Google Puts Its Cards On The Table With Google Now



 
Smart Phone AI
With its new mobile search application, Google Now from Google looks to take on Apple's Siri head-to-head. Built on the Knowledge Graph machine learning system, Google Now will learn about users and potentially even anticipate their questions.
In a development that some are calling Google's answer to Siri, the company has released information on their Google Now personal assistant application.

Like Siri, Google Now can take voice commands related to phone functions such as setting reminders or sending messages, and field requests for information such as “How old is Sofia Vergara?” and “Where can I find a good Italian restaurant?”

Unlike Siri, Google Now was not designed as a "personality."  It works more like a traditional search engine, however by building up knowledge of the user, Google Now may even give you answers before you ask them.  For Google, this follows the design philosophy of "getting out of the way of the user."

Google Now also responds with speech like Siri. However, rather than passing along queries to third-party services such as Yelp for answers, Google’s helper makes use of the company’s recently launched Knowledge Graph, a database that categorizes information in useful ways.

Google Now also combines the constant stream of data a smartphone collects on its owner with clues about the person’s life that Google can sift from Web searches and e-mails to guess what he or she would ask it for next. This enables Google Now not only to meet a user’s needs but also potentially anticipate them. Virtual index cards appear offering information it thinks you need to know at a particular time.

Google now traffic information


According to Google,
It tells you today’s weather before you start your day, how much traffic to expect before you leave for work, when the next train will arrive as you’re standing on the platform, or your favorite team's score while they’re playing. And the best part? All of this happens automatically. Cards appear throughout the day at the moment you need them.

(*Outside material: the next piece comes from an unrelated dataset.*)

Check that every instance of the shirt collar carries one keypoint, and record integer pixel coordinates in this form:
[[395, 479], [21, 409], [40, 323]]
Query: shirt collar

Google Now can automatically notify a user about the weather, traffic, upcoming appointments, flights, nearby businesses such as restaurants and caf├ęs, sports results, public transit and travel information, and movie show times. It’s also smart enough to gauge that some things matter more than others. Unusually bad traffic on your commuting route, for example, warrants an audible notification, while events just appear on the screen the next time you check your phone.

Google Now is built on top of machine learning, a branch of AI concerned with using large amounts of data to inform decisions. Also like other Google products, Google Now gets better as the company collects more data and refines its algorithms.

The design of the cards also look cohesive with what Google is working towards with their Project Glass initiative.  Overall the direction of the company is aligned to offer potentially exceptional artificial intelligence assistance across devices and looks to become an even more intimate part of people's everyday lives.